The fruit in-situ rapid pre-cooler according to claim 1, wherein the condenser is an air-cooled condenser having a condensation finned tube, R = 60nvη v (i 1 - i 2 ) / v 1 , Q c =60nvη v (i 3 -i 4 )/v 1 , Q 0 =a 0 F 0 Δt 0 ,Q k =a k F k Δt k , satisfying Q 0 >R, Q k >Q c , where R For the compressor refrigeration capacity of the compressor, Q c is the condenser heat release of the condenser, Q 0 is the evaporator heat exchange amount of the evaporator, and Q k is the condenser heat exchange of the condenser Quantity, n is the compressor speed, v is the piston moving volume of the compressor, η v is the compressor volumetric efficiency, i 1 is the enthalpy of the evaporator outlet refrigerant, i 2 is the enthalpy of the evaporator inlet refrigerant, i 3 is Compressing the enthalpy of the refrigerant, i 4 is the enthalpy of the refrigerant at the outlet of the condenser, v 1 is the specific volume of the refrigerant at the suction port of the compressor, and a 0 is the surface heat transfer coefficient of the heat dissipating area of the evaporating fin tube, F 0 finned tube evaporation cooling area, Δt 0 is the temperature difference of the evaporator, a k is a finned tube for condensing heat transfer coefficient of the heat dissipation surface area meter, F k is the condensed cooling area finned tube, Δt k is The temperature difference in the condenser.

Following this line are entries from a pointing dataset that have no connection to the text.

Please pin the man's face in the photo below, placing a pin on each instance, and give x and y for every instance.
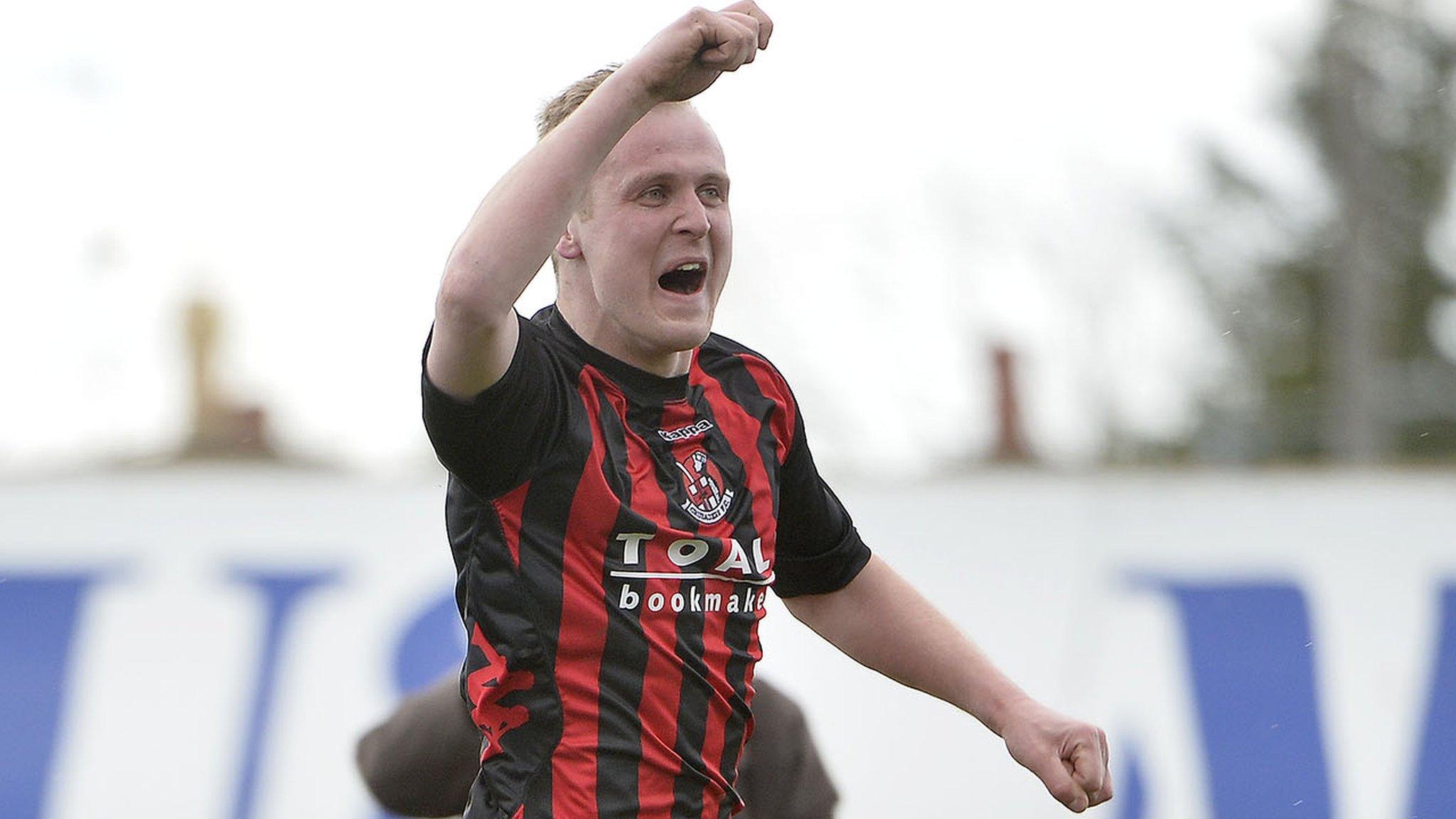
(653, 241)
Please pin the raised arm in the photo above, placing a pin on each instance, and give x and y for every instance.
(525, 216)
(914, 643)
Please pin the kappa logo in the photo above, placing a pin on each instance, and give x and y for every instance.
(708, 498)
(683, 433)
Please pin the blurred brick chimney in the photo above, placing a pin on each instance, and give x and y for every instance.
(1011, 441)
(222, 429)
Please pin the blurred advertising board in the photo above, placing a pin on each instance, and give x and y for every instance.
(208, 641)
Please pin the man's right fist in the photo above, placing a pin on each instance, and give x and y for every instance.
(687, 55)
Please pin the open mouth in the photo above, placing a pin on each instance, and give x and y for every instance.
(686, 279)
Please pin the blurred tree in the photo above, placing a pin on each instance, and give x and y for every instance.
(1336, 327)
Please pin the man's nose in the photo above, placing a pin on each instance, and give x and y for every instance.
(692, 218)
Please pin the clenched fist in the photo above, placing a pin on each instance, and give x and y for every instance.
(1068, 756)
(687, 55)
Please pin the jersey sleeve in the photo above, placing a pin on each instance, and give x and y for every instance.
(817, 548)
(496, 441)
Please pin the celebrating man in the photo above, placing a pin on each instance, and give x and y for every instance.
(625, 486)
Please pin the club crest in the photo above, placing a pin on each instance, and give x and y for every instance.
(708, 496)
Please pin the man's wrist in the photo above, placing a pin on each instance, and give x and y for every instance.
(1001, 709)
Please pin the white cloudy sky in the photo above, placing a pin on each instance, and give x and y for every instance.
(912, 184)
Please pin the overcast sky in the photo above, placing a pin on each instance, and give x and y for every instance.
(911, 186)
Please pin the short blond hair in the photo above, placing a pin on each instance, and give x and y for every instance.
(569, 100)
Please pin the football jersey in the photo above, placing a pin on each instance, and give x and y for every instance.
(615, 537)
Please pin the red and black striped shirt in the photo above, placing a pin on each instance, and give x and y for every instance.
(615, 535)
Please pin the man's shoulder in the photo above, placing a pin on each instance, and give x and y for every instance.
(729, 360)
(719, 348)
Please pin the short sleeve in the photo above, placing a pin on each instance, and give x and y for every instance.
(494, 441)
(817, 548)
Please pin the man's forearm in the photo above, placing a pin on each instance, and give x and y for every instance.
(914, 643)
(519, 222)
(911, 641)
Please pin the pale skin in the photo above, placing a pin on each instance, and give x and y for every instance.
(625, 190)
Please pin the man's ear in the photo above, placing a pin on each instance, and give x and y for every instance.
(567, 247)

The fruit in-situ rapid pre-cooler according to claim 2, wherein the sterilizing device is a plasma generator or an ozone sterilizer.
The fruit in-situ rapid pre-cooler according to claim 3, wherein the casing comprises an inner wall, an outer wall and an insulating material sandwiched between the outer walls of the inner wall, and the bottom of the casing is provided with a plurality of wheels.